Long-Term / Yearly Overview
Term-by-term blank planner.
A Long-Term / Yearly Overview template is a term-by-term planning grid that lets teachers and school leaders see the shape of an entire academic year on a single page. Each cell represents one term or half-term and is left blank for the teacher to record the main topic, unit, or theme being taught in each subject area during that period. The format is intentionally high-level — it is a roadmap, not a detailed plan. School leaders use yearly overviews during curriculum design to check balance, identify gaps, and ensure progression year-on-year. Class teachers use them to brief parents, align with colleagues, and prevent two teachers scheduling the same heavy assessment window. The blank grid works for any year group and any national curriculum framework, making it a universally reusable planning tool that can be reprinted and completed from scratch each academic year.
Learning objectives
- Visualise the full academic year by subject and term on one printable page
- Balance topic coverage, assessment load, and thematic variety across the year
- Identify curricular gaps or unintended overlaps before the year begins
- Support whole-school curriculum planning and leadership review
- Communicate the year's teaching intentions to parents, co-teachers, or supply staff
How to use this template
- Download and print the template — or use it digitally for easy annual updates.
- Label each column with your school's term or half-term names and dates.

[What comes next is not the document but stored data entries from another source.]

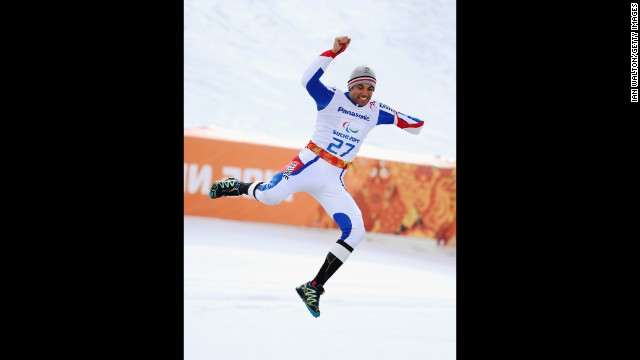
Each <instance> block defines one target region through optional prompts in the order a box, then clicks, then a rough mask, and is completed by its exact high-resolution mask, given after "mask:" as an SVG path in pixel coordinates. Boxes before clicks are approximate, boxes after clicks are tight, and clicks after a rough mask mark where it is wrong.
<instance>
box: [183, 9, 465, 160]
mask: <svg viewBox="0 0 640 360" xmlns="http://www.w3.org/2000/svg"><path fill="white" fill-rule="evenodd" d="M184 4H185V5H184V19H185V29H184V41H185V49H184V66H185V70H184V104H185V113H184V126H185V128H194V127H202V126H212V127H214V128H222V129H232V130H237V131H241V132H247V133H249V132H251V133H257V134H266V135H269V136H272V137H274V138H279V139H281V140H280V141H282V143H283V144H285V143H286V144H285V145H293V146H297V147H302V146H304V145H306V143H307V141H308V140H309V138H310V137H311V134H312V132H313V129H314V125H315V115H316V111H315V104H314V102H313V100H312V99H311V97H310V96H309V95H308V94H307V92H306V91H305V89H304V88H303V87H302V86H301V84H300V78H301V76H302V73H303V72H304V70H305V69H306V68H307V66H308V65H309V64H310V63H311V61H313V59H315V57H316V56H318V55H319V54H320V53H321V52H323V51H325V50H327V49H329V48H331V46H332V44H333V39H334V37H335V36H338V35H348V36H350V37H351V38H352V42H351V45H350V47H349V49H348V50H347V52H345V53H344V54H343V55H340V56H338V58H336V60H334V61H333V63H332V64H331V65H330V67H329V69H328V71H327V73H326V74H325V75H324V76H323V78H322V81H323V82H324V83H325V84H326V85H330V86H336V87H338V88H339V89H341V90H345V91H346V90H347V89H346V81H347V78H348V76H349V74H350V73H351V70H353V68H355V67H356V66H358V65H365V64H366V65H368V66H370V67H372V68H373V69H374V70H375V71H376V74H377V77H378V86H377V88H376V92H375V93H374V97H376V98H378V99H379V100H381V101H383V102H385V103H387V104H389V105H390V106H392V107H394V108H396V109H397V110H399V111H401V112H403V113H405V114H408V115H411V116H415V117H418V118H420V119H422V120H424V121H425V128H424V130H423V131H422V133H421V134H420V135H418V136H415V135H411V134H408V133H406V132H404V131H402V130H400V129H397V128H393V127H387V126H385V127H378V128H376V129H374V130H373V131H372V132H371V133H370V134H369V136H368V138H367V140H366V143H365V145H368V146H372V147H379V148H381V149H390V150H397V151H404V152H411V153H419V154H427V155H441V156H444V157H449V158H455V155H456V109H455V107H456V102H455V100H456V99H455V98H456V73H455V64H456V57H455V55H456V51H455V44H456V42H455V40H456V32H455V14H456V2H455V1H449V0H426V1H423V0H415V1H410V0H399V1H385V0H371V1H367V2H345V1H338V0H326V1H312V0H280V1H275V0H270V1H268V0H267V1H252V0H234V1H223V0H185V2H184Z"/></svg>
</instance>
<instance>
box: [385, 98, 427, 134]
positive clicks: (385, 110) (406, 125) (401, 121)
mask: <svg viewBox="0 0 640 360" xmlns="http://www.w3.org/2000/svg"><path fill="white" fill-rule="evenodd" d="M391 124H393V125H395V126H397V127H399V128H400V129H402V130H405V131H407V132H409V133H411V134H416V135H417V134H419V133H420V131H421V130H422V125H423V124H424V121H422V120H420V119H418V118H414V117H412V116H409V115H405V114H403V113H401V112H398V111H395V110H394V109H393V108H391V107H390V106H388V105H385V104H383V103H380V105H379V106H378V123H377V124H376V125H391Z"/></svg>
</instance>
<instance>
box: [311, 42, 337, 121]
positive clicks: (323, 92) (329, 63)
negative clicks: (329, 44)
mask: <svg viewBox="0 0 640 360" xmlns="http://www.w3.org/2000/svg"><path fill="white" fill-rule="evenodd" d="M336 56H338V54H336V53H334V52H333V50H327V51H325V52H323V53H322V54H320V56H318V57H317V58H316V60H315V61H314V62H313V63H312V64H311V66H309V68H307V70H306V71H305V72H304V74H302V86H304V87H305V89H307V92H309V95H311V97H312V98H313V100H315V102H316V106H317V108H318V111H320V110H322V109H324V108H325V107H327V105H329V102H330V101H331V99H332V98H333V95H334V94H335V92H336V89H335V88H328V87H326V86H325V85H324V84H323V83H322V82H320V77H321V76H322V75H323V74H324V71H325V70H326V69H327V67H329V64H330V63H331V61H332V60H333V59H335V57H336Z"/></svg>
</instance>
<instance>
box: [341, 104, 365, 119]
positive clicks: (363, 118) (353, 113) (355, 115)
mask: <svg viewBox="0 0 640 360" xmlns="http://www.w3.org/2000/svg"><path fill="white" fill-rule="evenodd" d="M338 111H339V112H341V113H343V114H347V115H349V116H354V117H357V118H359V119H362V120H366V121H369V119H370V118H369V116H367V115H361V114H358V113H357V112H354V111H349V110H347V109H345V108H343V107H342V106H339V107H338Z"/></svg>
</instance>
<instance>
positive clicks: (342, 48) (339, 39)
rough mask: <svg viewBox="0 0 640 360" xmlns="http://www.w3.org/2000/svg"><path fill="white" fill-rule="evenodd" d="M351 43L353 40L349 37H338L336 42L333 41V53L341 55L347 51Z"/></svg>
mask: <svg viewBox="0 0 640 360" xmlns="http://www.w3.org/2000/svg"><path fill="white" fill-rule="evenodd" d="M350 42H351V38H349V37H348V36H338V37H337V38H336V39H335V40H334V41H333V49H332V50H333V52H334V53H336V54H339V53H341V52H343V51H345V50H347V46H349V43H350Z"/></svg>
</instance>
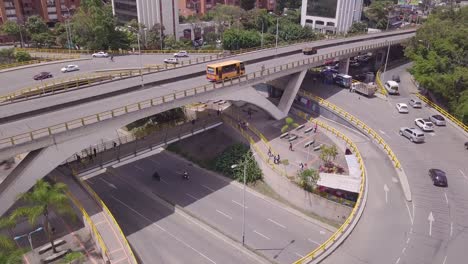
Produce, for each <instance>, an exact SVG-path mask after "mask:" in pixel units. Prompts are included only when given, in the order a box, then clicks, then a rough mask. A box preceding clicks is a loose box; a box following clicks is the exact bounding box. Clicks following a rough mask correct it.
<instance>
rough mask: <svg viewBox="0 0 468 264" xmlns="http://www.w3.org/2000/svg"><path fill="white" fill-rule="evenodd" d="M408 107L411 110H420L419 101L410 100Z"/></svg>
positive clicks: (420, 107)
mask: <svg viewBox="0 0 468 264" xmlns="http://www.w3.org/2000/svg"><path fill="white" fill-rule="evenodd" d="M410 105H411V106H412V107H413V108H422V103H421V101H419V100H415V99H411V100H410Z"/></svg>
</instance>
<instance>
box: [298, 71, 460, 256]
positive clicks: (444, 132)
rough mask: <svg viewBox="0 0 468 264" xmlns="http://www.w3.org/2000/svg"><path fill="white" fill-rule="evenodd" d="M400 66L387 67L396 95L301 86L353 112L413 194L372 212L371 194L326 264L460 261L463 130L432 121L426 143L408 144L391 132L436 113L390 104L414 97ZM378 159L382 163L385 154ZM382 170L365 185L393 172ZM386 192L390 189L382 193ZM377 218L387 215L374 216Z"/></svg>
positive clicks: (377, 171) (408, 140) (410, 88)
mask: <svg viewBox="0 0 468 264" xmlns="http://www.w3.org/2000/svg"><path fill="white" fill-rule="evenodd" d="M406 67H408V65H405V66H402V67H398V68H396V69H394V70H391V71H388V73H387V76H388V77H390V78H391V76H392V75H393V74H400V76H401V84H400V89H401V95H400V96H390V97H389V98H388V100H387V101H385V100H382V99H379V98H377V97H374V98H371V99H369V98H366V97H363V96H360V95H358V94H355V93H349V92H348V91H347V90H344V89H341V88H338V87H334V86H333V87H332V86H329V87H327V89H313V87H312V85H311V84H310V83H309V84H307V83H304V85H303V86H304V87H305V89H308V90H312V91H313V92H314V93H316V94H317V95H320V96H322V97H324V98H325V99H327V100H329V101H331V102H332V103H335V104H337V105H339V106H341V107H342V108H343V109H345V110H346V111H348V112H350V113H351V114H353V115H355V116H356V117H358V118H360V119H361V120H362V121H363V122H365V123H366V124H367V125H369V126H370V127H372V128H373V129H374V130H375V131H377V132H378V133H380V134H381V135H382V137H383V138H384V139H385V140H386V142H387V143H388V144H389V145H390V147H391V148H392V150H393V151H394V152H395V154H396V156H397V157H398V158H399V160H400V162H401V163H402V166H403V169H404V170H405V172H406V174H407V176H408V181H409V184H410V188H411V192H412V197H413V201H412V203H406V204H407V205H408V207H406V206H399V207H400V208H399V209H398V210H397V211H392V212H390V211H384V210H378V209H382V208H385V204H383V203H382V201H381V200H382V199H377V200H375V199H373V198H372V195H370V196H369V199H368V206H367V209H369V210H366V211H365V212H364V218H363V221H361V222H360V223H359V224H358V226H357V229H356V230H355V231H354V232H353V233H352V234H351V236H350V237H349V238H348V240H346V241H345V242H344V244H343V245H342V246H341V247H340V248H339V249H338V250H337V251H336V253H335V254H334V255H332V256H331V257H330V258H329V259H327V260H326V261H325V263H344V262H346V263H396V264H398V263H400V264H402V263H407V264H412V263H440V264H450V263H455V264H457V263H463V262H464V261H465V260H464V259H465V255H466V253H465V251H466V245H467V244H468V231H467V229H466V227H467V226H468V220H467V217H468V203H467V202H468V191H467V190H468V162H467V161H468V152H467V151H466V150H465V149H464V147H463V143H464V142H466V141H467V140H468V136H467V134H466V133H464V132H462V131H461V129H459V128H458V127H455V126H453V125H452V124H450V123H449V124H448V125H447V126H446V127H436V128H435V132H434V133H425V134H426V142H425V143H423V144H413V143H411V142H410V141H409V140H408V139H406V138H403V137H401V136H400V135H399V134H398V130H399V128H400V127H403V126H409V127H415V125H414V119H415V118H418V117H424V118H427V117H428V116H430V115H432V114H435V113H436V111H434V110H433V109H431V108H429V107H427V106H424V107H423V108H422V109H412V108H411V109H410V113H409V114H407V115H403V114H399V113H397V111H396V109H395V104H396V103H399V102H401V103H408V101H409V99H410V98H416V97H415V96H414V95H412V93H415V92H416V91H417V89H416V87H415V86H414V85H413V84H412V82H411V81H410V75H409V74H408V73H407V72H406ZM385 159H386V162H389V161H388V158H385ZM366 166H369V163H366ZM371 166H372V165H371ZM430 168H439V169H442V170H444V171H445V172H446V173H447V177H448V185H449V186H448V188H440V187H436V186H434V185H433V184H432V181H431V179H430V178H429V176H428V169H430ZM386 174H391V175H394V174H395V173H394V171H388V170H383V169H380V170H378V171H376V172H375V174H369V179H370V183H372V182H373V180H374V179H376V180H385V181H388V180H391V179H392V178H393V177H395V176H393V177H392V176H390V175H388V176H387V175H386ZM370 188H371V192H374V191H376V192H377V193H380V197H382V195H384V190H383V187H382V185H380V186H379V185H371V186H370ZM399 189H401V188H399ZM395 191H397V192H398V191H400V190H395ZM400 192H401V191H400ZM392 193H393V191H392V188H390V191H389V194H392ZM396 202H397V203H402V202H403V204H404V197H403V196H401V197H400V198H399V199H398V197H396ZM431 213H432V216H433V221H432V224H431V221H430V220H432V218H430V217H429V215H430V214H431ZM382 214H383V215H382ZM405 218H406V219H407V221H406V224H405V223H404V219H405ZM383 219H387V221H385V222H381V220H383ZM399 222H401V223H403V224H402V225H400V224H398V223H399ZM375 228H380V229H382V232H380V233H374V231H375ZM395 237H400V239H395ZM371 241H372V243H370V242H371ZM398 248H399V249H400V250H399V251H398V250H397V249H398ZM376 252H379V254H376Z"/></svg>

- Label each row with the subjects or curriculum areas relevant to your year group.
- Fill each cell with the unit, topic, or text you plan to teach during that term slot.

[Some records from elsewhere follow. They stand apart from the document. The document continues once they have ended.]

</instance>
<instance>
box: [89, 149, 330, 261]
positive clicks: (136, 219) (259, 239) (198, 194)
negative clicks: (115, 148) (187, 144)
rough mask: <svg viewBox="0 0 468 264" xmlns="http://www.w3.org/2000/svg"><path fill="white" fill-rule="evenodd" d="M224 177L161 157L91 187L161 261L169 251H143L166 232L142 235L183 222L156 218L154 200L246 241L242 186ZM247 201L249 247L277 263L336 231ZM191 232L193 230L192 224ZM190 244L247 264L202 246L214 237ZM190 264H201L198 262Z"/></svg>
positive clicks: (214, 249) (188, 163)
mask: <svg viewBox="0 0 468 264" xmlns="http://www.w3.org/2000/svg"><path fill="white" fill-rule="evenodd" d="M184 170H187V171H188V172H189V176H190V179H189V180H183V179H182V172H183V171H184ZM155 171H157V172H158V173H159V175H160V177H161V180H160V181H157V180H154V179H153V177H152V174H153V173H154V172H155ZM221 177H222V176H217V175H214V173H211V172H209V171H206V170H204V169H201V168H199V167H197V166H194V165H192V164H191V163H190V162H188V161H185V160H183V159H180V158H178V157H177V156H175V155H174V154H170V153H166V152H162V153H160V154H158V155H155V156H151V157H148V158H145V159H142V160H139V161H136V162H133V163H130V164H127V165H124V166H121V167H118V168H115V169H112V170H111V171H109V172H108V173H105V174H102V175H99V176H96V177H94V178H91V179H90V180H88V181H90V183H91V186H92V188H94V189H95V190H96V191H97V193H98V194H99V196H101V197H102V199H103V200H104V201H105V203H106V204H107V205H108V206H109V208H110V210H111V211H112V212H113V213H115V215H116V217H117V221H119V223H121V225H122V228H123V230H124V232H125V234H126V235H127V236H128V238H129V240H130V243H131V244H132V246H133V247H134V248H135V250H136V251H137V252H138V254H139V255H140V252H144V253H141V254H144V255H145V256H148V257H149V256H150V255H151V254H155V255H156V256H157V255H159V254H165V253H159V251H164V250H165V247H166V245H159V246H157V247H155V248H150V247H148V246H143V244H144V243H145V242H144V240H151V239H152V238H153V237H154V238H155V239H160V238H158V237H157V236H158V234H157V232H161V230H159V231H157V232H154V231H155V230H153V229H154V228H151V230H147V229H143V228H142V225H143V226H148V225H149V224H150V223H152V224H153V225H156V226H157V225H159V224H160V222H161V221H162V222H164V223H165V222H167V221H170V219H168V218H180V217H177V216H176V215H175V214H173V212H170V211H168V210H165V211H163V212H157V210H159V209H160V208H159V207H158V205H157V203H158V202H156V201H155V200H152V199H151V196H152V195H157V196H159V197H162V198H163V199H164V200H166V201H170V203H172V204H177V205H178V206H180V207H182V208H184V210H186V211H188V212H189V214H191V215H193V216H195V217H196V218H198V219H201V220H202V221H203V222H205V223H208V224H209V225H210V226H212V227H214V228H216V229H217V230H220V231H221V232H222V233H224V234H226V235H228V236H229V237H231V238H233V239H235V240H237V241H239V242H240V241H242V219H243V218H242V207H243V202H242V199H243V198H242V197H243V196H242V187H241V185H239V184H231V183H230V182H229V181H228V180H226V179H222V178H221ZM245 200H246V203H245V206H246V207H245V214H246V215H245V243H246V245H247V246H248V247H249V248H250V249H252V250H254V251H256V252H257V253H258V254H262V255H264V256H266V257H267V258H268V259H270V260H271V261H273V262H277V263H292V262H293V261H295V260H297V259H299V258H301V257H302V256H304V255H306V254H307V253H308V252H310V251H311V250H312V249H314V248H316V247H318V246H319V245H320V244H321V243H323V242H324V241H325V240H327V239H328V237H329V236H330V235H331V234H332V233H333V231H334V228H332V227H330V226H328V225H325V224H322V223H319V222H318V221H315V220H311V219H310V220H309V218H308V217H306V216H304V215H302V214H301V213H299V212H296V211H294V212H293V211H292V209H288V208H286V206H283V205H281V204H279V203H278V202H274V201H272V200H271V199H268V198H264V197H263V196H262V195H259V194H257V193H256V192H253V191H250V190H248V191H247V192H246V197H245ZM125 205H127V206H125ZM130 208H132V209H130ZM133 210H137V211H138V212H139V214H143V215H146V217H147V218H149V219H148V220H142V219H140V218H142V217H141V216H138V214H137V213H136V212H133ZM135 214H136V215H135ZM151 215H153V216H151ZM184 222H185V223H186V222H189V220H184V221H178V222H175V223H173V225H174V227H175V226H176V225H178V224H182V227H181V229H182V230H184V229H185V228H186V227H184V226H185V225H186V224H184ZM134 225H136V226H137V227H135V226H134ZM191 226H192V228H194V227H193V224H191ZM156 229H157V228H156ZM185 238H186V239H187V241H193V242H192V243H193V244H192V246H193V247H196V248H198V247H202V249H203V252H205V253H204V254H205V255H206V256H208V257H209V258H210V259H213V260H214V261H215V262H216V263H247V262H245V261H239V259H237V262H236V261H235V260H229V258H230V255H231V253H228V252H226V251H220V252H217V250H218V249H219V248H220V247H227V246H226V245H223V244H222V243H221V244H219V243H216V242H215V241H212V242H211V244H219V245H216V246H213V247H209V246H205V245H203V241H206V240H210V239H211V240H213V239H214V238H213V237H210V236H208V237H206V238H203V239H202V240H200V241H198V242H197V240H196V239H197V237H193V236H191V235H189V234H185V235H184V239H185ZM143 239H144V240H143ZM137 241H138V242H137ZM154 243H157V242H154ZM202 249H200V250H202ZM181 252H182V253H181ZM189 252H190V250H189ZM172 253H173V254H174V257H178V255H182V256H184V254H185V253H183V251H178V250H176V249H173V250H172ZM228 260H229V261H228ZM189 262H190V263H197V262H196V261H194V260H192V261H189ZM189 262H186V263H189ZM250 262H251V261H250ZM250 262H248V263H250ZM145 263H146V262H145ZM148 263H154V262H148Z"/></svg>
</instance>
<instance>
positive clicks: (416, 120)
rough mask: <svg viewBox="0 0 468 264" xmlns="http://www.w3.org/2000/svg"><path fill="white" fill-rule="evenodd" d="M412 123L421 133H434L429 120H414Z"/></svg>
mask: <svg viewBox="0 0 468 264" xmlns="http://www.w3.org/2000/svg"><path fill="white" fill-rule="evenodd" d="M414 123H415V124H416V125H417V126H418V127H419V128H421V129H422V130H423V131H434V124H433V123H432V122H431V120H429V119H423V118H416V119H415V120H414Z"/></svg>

- Review the completed grid as a team — check for overloaded terms, isolated topics, and assessment clashes before finalising.
Classroom & home ideas
- Print at A3 size and mount on the staff planning board as a shared year-at-a-glance reference for the whole team.

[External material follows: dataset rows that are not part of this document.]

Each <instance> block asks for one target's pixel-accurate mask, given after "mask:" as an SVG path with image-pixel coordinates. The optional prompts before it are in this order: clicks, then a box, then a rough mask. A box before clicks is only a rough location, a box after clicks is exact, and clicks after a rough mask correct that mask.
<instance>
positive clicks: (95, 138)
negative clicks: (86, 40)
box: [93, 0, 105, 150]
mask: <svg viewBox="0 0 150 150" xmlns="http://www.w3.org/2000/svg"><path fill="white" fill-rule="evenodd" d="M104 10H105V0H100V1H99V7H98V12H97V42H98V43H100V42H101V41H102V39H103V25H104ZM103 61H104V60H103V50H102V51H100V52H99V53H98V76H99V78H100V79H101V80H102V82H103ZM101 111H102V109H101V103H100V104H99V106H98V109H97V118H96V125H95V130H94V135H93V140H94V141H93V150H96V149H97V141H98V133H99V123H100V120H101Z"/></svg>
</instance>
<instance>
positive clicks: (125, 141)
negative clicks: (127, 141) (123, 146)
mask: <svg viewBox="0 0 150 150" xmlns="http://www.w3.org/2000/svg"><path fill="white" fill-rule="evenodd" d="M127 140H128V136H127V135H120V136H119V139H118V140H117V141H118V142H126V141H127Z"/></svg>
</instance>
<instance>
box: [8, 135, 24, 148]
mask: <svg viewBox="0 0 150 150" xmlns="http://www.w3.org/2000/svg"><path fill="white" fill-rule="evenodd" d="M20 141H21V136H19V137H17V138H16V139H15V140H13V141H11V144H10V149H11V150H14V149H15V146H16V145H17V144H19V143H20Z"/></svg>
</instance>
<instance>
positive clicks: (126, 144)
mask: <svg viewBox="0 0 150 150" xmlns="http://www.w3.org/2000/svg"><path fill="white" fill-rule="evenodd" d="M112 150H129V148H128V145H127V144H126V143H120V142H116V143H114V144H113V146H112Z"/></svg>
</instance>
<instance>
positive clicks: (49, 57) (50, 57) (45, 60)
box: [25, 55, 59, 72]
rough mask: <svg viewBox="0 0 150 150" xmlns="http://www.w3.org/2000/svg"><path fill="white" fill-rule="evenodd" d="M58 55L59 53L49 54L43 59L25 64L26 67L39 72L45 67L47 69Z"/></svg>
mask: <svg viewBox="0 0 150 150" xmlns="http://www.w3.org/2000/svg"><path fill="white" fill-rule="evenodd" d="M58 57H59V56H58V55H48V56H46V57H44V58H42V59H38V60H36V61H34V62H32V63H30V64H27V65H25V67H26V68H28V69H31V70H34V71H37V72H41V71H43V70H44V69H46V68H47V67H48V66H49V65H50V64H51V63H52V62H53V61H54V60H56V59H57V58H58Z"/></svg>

- Include the completed overview in each parent information pack at the start of the year so families know what topics are coming up.
- Use a fresh blank copy at the end of each academic year to draft next year's curriculum, annotating what to change from the current year.
- Colour-code cells by curriculum strand (e.g. fiction vs. non-fiction in English, number vs. geometry in maths) to spot visual imbalances.
- Align the overview with assessment windows marked in red so the whole team can see when heavy marking periods fall and plan support accordingly.
Skills & curriculum links
Frequently asked questions
How is a yearly overview different from a timetable?
A timetable shows the fixed weekly schedule of lessons; a yearly overview shows the content — which topic or unit occupies which term — across the whole academic year.
Should I include assessment dates on the yearly overview?
Yes, many teachers add a row specifically for key assessments, reports, or parents' evenings so that planning clusters are visible at the same scale as the curriculum content.
Can this template be used for multiple year groups at once?
You can add year-group rows within the grid, or print one copy per year group and display them side by side. The latter approach makes vertical progression (what students learn in Year 4 before Year 5) much easier to check.
How often should the yearly overview be updated?
Most schools revisit it once per year before the new academic year begins, then make small amendments at the start of each term if scheduling changes. It is a living document, not a locked plan.